In the U.S., Lilly's insulin business is likely to continue struggling. As The Wall Street Journal's Health Blog recently reported, the rivalry between Novo and Lilly means that while many drug sales reps are getting pink slips, both companies have instead been beefing their salesforces for diabetes products, although as The Wall Street Journal reported, Lilly has been using contract sales representatives rather than its own employees to sell its diabetes drugs. However, the other side to the currency exchange equation is that rival Novo Nordisk can hire more American salespeople while having a much smaller impact on its bottom line because their earnings are expressed in Danish Krones. It will be tougher for Lilly to absorb those costs, so it was not at all surprising that Lilly president John Lechleiter said that the company had no plans at the moment to hire even more diabetes reps, saying "We're not in this to see who can add more salespeople."

But Lilly also faces trouble from another European rival, France's Sanofi Aventis. Their rapid-acting insulin analog, Apidra (which is a relative newcomer), is very likely to take some share from both Humalog and Novolog because those are the two best sellers, and Apidra's market share is likely to continue growing, admittedly from a small base.

Finally, although the brand-name drug industry was able to postpone a vote on a bill in 2007 impacting biopharmaceuticals, it seems almost certain that in 2008, Congress will pass legislation enabling generic biopharmaceuticals (see here for my article on that subject, including links to many follow-ups). Even Novo Nordisk's U.S. President, Martin Soeters, told Reuters that his company fully expects generics to emerge by 2008 or 2009 at the latest. That means Lilly's venerable yet highly profitable Humulin business could face serious risks from generics in the not-too-distant future, and Humulin still accounts for about 25% of the company's diabetes business revenues.
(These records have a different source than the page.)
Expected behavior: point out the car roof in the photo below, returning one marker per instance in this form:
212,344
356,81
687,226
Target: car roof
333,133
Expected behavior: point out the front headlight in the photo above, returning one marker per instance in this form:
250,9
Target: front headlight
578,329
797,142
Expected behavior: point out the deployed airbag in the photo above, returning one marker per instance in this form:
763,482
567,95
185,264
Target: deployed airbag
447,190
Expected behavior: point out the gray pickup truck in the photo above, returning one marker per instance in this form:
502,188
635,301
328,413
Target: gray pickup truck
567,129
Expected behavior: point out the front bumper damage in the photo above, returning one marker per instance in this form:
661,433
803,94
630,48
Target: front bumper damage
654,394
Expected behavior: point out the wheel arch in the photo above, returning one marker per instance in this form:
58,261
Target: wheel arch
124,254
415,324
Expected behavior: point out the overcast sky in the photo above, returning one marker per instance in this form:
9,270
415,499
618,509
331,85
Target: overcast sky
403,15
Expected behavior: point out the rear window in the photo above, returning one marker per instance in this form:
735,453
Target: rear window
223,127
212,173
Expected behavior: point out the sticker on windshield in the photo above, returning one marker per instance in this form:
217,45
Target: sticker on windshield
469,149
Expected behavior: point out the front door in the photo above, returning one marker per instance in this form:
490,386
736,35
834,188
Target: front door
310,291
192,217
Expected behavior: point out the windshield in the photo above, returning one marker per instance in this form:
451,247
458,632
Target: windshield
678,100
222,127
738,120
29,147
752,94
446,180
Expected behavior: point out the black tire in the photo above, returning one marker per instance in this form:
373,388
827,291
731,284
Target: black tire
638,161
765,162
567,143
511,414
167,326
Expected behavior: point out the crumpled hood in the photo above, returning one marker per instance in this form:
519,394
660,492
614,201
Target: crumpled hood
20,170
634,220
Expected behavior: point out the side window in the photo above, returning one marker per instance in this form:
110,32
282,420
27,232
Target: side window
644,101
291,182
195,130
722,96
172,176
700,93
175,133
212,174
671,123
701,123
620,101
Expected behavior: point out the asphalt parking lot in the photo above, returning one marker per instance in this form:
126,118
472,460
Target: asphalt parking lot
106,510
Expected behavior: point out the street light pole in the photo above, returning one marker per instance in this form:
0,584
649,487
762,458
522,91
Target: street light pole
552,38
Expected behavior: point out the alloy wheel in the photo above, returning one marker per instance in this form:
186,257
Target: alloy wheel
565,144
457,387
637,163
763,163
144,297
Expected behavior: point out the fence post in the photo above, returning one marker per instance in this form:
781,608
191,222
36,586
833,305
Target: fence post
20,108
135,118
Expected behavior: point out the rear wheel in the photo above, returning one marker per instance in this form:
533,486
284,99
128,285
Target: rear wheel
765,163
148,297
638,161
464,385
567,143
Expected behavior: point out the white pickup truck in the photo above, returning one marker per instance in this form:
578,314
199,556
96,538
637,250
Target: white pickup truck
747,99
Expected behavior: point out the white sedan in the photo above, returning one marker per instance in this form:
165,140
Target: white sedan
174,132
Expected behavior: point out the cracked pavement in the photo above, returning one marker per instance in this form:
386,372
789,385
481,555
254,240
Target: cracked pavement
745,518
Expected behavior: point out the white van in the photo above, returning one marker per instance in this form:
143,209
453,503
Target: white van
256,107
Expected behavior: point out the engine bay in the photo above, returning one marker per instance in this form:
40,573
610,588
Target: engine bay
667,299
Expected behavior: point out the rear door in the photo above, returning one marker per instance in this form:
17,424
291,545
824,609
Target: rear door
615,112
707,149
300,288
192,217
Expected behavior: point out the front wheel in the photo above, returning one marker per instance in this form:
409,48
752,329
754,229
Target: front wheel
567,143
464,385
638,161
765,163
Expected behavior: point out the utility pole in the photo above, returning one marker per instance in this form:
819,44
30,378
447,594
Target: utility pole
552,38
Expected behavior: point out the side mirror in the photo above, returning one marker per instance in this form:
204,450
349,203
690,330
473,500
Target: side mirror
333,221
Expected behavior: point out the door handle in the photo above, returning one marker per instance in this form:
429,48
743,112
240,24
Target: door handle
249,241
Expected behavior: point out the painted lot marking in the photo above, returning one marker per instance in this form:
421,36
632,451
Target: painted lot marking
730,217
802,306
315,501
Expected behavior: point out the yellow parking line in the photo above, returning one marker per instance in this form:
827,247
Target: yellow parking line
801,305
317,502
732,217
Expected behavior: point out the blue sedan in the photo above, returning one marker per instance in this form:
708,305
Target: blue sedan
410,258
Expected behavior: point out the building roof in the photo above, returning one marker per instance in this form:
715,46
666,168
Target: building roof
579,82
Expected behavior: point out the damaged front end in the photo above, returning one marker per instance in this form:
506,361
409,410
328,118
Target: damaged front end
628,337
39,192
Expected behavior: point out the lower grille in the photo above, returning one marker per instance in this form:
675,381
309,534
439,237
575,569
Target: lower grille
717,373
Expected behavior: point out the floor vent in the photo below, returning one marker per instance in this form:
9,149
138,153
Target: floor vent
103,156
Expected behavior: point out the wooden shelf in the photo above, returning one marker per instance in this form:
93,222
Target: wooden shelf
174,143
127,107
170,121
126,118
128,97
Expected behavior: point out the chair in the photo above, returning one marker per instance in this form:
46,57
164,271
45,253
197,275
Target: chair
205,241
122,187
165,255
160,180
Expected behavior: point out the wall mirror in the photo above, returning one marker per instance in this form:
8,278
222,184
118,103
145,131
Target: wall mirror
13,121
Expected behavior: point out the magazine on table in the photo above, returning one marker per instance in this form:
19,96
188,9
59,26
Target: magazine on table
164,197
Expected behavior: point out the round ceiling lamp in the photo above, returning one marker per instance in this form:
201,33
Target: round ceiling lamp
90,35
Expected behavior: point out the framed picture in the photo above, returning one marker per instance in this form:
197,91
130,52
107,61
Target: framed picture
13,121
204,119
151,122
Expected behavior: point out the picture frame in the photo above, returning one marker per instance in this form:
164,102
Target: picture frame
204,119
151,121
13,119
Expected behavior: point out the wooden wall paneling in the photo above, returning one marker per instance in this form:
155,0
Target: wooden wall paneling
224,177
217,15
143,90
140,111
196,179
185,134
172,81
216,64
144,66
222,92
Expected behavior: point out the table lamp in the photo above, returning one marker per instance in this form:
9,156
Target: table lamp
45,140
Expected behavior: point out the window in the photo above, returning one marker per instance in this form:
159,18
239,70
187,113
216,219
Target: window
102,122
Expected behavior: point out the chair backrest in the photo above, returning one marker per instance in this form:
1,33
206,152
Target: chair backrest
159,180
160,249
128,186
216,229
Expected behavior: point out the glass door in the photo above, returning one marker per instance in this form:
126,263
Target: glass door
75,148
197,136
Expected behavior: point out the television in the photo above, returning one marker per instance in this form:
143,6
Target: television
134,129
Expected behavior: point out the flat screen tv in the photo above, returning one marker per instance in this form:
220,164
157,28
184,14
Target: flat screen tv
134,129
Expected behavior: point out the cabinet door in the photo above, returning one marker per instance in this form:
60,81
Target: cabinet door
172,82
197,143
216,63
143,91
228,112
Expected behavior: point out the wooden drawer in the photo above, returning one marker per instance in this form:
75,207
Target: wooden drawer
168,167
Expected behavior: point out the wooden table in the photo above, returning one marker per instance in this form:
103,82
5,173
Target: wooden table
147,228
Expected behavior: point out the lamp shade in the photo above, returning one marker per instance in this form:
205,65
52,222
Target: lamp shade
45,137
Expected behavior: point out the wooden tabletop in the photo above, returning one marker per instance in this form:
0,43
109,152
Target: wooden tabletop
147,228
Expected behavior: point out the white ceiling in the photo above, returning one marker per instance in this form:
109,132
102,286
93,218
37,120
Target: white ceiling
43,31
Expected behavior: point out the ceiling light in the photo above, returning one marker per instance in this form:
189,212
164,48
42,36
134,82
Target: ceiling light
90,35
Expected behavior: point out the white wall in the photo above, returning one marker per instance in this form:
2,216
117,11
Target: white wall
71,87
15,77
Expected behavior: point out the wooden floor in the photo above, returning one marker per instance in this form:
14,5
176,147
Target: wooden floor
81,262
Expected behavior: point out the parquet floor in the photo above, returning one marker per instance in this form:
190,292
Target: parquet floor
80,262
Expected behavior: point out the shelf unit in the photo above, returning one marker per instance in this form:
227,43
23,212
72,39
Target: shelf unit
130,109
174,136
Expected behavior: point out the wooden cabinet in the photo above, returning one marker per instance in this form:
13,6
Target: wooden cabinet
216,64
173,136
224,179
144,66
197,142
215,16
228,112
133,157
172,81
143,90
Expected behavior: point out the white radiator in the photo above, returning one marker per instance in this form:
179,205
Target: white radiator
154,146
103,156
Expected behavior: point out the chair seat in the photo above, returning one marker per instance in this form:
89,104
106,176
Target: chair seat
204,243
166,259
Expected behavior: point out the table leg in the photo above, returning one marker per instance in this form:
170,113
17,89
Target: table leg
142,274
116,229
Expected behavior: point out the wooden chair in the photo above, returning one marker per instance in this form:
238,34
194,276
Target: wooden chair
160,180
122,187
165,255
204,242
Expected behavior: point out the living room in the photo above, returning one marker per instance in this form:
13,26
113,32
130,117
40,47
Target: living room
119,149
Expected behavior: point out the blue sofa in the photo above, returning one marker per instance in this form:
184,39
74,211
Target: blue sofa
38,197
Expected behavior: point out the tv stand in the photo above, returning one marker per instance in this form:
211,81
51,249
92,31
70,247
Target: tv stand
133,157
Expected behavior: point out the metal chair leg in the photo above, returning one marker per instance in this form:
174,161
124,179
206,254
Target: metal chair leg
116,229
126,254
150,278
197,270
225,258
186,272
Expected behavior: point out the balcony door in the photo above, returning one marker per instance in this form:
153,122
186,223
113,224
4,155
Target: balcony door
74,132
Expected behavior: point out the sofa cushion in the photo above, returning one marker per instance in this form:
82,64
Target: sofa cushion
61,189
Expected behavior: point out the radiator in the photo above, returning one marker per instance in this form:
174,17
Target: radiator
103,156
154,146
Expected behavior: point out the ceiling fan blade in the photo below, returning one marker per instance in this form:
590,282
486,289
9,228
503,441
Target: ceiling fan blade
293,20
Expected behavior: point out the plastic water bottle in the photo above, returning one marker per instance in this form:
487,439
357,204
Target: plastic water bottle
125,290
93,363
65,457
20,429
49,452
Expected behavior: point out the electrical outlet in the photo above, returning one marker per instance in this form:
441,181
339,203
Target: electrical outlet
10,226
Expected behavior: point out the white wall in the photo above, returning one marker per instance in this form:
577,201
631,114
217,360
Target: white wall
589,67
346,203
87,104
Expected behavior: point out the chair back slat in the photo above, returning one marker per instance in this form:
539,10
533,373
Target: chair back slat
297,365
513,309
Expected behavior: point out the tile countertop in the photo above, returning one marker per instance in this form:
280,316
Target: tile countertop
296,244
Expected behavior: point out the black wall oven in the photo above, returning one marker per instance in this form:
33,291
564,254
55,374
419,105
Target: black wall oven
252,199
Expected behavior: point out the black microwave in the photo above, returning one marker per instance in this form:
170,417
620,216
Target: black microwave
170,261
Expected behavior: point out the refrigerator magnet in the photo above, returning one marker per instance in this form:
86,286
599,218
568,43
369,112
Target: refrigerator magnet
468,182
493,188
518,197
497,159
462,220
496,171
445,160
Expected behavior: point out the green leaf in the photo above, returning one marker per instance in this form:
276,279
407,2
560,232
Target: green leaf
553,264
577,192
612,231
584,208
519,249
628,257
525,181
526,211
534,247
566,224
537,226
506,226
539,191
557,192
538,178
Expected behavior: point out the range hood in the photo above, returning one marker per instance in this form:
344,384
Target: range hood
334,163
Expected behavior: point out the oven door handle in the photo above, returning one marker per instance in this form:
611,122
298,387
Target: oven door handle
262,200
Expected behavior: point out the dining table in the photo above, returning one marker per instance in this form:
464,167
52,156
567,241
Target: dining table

The real question is whether Lilly's drug pipeline is all that much stronger than its rivals. In the words of The Wall Street Journal, at the moment "Big Pharma Faces Grim Prognosis". The rise of generics wouldn't matter quite as much if the drug companies research labs were creating a stream of new hits, but they aren't. Wall Street analysts examine the drug pipeline's thoroughly when making their forecasts, as do money managers such as pension funds and mutual fund companies who own the stocks.

On Friday morning, following the Lilly investor presentation, Lilly shares were little changed despite the company's rosy 2008 forecast. It seems that so far, investors remain unconvinced.